Partnerships are “recombinance personified.” So it is with a new service from Microsoft and Yap that enables Blackberry users on the Sprint network to dictate both SMS text messages and email. There is a lot to parse and ponder in this announcement because it signals that there are destined to be multiple players among mobile speech technology providers, and that some of the largest firms in the business (like Microsoft) are not about to settle on a single solution, or set of solutions.

Yap was launched in 2006 by long-time IBM software maven Igor Jablokov and his brother Vic. Igor had been a long time proponent of multimodal and mobile applications coming out of IBM’s labs and its software group. At the start, the Yap platform was pretty much Big Blue through and through, although Igor always maintained that delivering a high quality speech recognition product was based on constant use, testing and refinement, as opposed to the use of any particular recognition engine. Well the Sprint deal shows the sort of opportunities that such agnosticism can promote.

The downloadable app is available on the “business on main” Web site embedded in MSN. Microsoft’s selection of Yap is a bit curious, given that the company obtained a very robust set of mobile software for Blackberries (along with the hosted voice portal software) when it acquired Tellme.
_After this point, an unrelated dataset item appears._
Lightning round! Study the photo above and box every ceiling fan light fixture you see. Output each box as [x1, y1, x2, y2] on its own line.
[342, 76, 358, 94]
What’s more, under “speech Czar” Zig Sarafin, the company has been highlighting its own initiatives around the Tellme, Bing Mobile and Microsoft Speech brands, as signaled in this landing page.

As we noted in this brief posting about Safafin’s video debut, Microsoft has a broad set of initiatives around speech. Yet it becomes increasingly evident that each family of speech-based problems (such as rendering spoken words as text messages or emails) requires a specific set of solutions. In this case, in spite of all its R&D investment and technology acquisitions the company went to a cloud-based service to back end its home-grown app.